Americans in all 50 states and 16 U.S. territories will recite the Declaration of Independence simultaneously Wednesday, including a reading in Columbia at 5 p.m.
The time and date of this year’s reading honors the first time the declaration was read in public in 1776. John Nixon read the document to a crowd in Philadelphia on July 8, following its official adoption by the Continental Congress four days earlier.
In Missouri, the Declaration of Independence will be read by local volunteers at the State Historical Society of Missouri, 605 Elm St., in tandem with 11 other locations in the state.
It will be read at the same time at the Cole County Courthouse in Jefferson City, the Springfield National Cemetery, the Phelps County Courthouse steps and at other sites in Joplin, Rolla, Richland, Cape Fair, Caruthersville, Marionville, Aurora and Clinton.
Across the country, the declaration will be recited in a total of 796 places.
“It coincides with the 250th anniversary of the first reading,” said Joel Rhodes, director of the State Historical Society of Missouri. “This seemed like the logical place to do it; the building is so magnificent.”
In Columbia, the declaration will be divided into sections that will be read by 11 different people — an astronaut who was a professor at the University of Missouri, a Vietnam veteran fighter pilot, a local news anchor, a Columbia high school student and multiple members of the Sons and Daughters of the American Revolution.
In addition to the reading at 5 p.m., there will be performances appropriate to the theme.

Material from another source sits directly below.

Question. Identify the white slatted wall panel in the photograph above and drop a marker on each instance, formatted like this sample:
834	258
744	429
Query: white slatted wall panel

A color guard from the Sons of the American Revolution dressed in Colonial costume will carry the American flag, and the two actors portraying John and Abigail Adams from the Arrow Rock Lyceum Theatre’s musical production of “1776” will deliver a scene from the play.
For the final act of the evening, Theron Denson, a Columbia native known as the Black Diamond, will perform with his Neil Diamond tribute band. The evening will wrap up around 7 p.m.
Free Tiger Stripe ice cream will be served courtesy of the Daughters of the American Revolution. Veterans United also helped fund the evening’s events.
There will also be a barter boat, a trading post where people are encouraged to bring an item to exchange for another.
“It’s kind of a way of doing oral stories with people,” said Beth Pike, the State Historical Society assistant director of communications and educational outreach. “When they receive an object, they learn about what meaning it had in that other person’s life.”
Pike said she remembers the sense of belonging she felt on the nation’s 200th anniversary in 1976, when she was a sixth grader collecting bicentennial coins with her friends.
“Those are fun memories to go back to and remember how we all reunited for that time,” she said. “So I’m hoping that we can give these young people today who are coming to the festival something to remember.”